Les rencontres autorisées entre des élus du DEM et le dirigeant emprisonné ont permis de maintenir un canal de communication. Ces médiations ont joué un rôle décisif dans l’émergence de l’appel à la dissolution. Elles montrent que, même dans les conditions les plus restrictives, le dialogue n’a jamais été totalement impossible.
Regarder vers l’avenir sans oublier le passé
Le chemin qui s’ouvre maintenant est étroit. Il exige de la constance de la part des autorités, de la responsabilité de la part des anciens combattants, et de la patience de la part des sociétés civiles. Les cinquante mille morts évoqués par le président Erdogan ne sont pas une simple statistique. Ils représentent des vies interrompues, des familles endeuillées, des trajectoires brisées.
Honorer cette mémoire tout en construisant un avenir différent constitue le défi central. La dissolution du PKK et le dépôt des armes ne sont pas une fin en soi. Ils sont le point de départ d’un processus de reconstruction politique, sociale et humaine qui prendra des années.
Les cérémonies symboliques, comme celle de juillet 2025, ont une importance. Elles donnent un visage concret au changement. Elles montrent que des hommes et des femmes qui ont porté les armes pendant des années acceptent de les poser. Mais le véritable travail commence après ces images. Il se déroule dans les bureaux d’administration, dans les programmes de formation, dans les villages qui doivent retrouver une vie normale, dans les esprits qui doivent apprendre à se faire confiance à nouveau.

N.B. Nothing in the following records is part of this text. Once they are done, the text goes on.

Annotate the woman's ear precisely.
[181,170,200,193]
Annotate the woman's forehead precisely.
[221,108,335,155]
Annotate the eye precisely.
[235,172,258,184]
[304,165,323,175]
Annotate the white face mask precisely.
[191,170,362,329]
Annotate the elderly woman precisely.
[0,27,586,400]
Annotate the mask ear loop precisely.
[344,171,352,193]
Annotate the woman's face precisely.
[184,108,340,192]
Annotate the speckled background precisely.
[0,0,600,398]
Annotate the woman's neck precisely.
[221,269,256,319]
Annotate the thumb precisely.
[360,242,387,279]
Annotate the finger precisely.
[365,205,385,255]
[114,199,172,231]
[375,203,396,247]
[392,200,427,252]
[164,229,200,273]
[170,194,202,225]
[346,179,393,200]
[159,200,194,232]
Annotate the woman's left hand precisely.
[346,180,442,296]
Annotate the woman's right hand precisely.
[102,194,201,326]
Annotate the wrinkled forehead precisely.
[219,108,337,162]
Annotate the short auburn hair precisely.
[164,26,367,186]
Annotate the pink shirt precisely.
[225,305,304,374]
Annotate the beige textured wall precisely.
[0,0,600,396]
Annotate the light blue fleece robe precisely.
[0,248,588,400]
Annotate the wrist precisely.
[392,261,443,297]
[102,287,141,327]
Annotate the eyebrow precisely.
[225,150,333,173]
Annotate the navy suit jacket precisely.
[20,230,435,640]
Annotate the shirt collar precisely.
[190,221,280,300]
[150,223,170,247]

La Turquie et les populations kurdes se trouvent à un carrefour. L’histoire du PKK, de sa fondation en 1978 à sa dissolution annoncée en 2025, offre un miroir des tensions qui ont traversé le pays. Elle montre aussi que, même après des décennies d’affrontements, des chemins de sortie existent lorsque les conditions politiques le permettent.
Le vote de la loi sur la réintégration des combattants marque une étape. Elle n’est ni la première ni la dernière. Elle s’inscrit dans une séquence plus longue dont le succès dépendra de la capacité de tous les acteurs à maintenir le cap malgré les difficultés inévitables. La paix ne se décrète pas. Elle se construit, jour après jour, dans les gestes concrets et dans la volonté partagée de ne plus revenir en arrière.
Aujourd’hui, plus que jamais, les regards se tournent vers les mois et les années qui viennent. La dissolution a été annoncée. Les armes commencent à être déposées. La loi a été votée. Il reste maintenant à transformer ces décisions en réalité durable pour les populations qui ont le plus souffert de ce long conflit.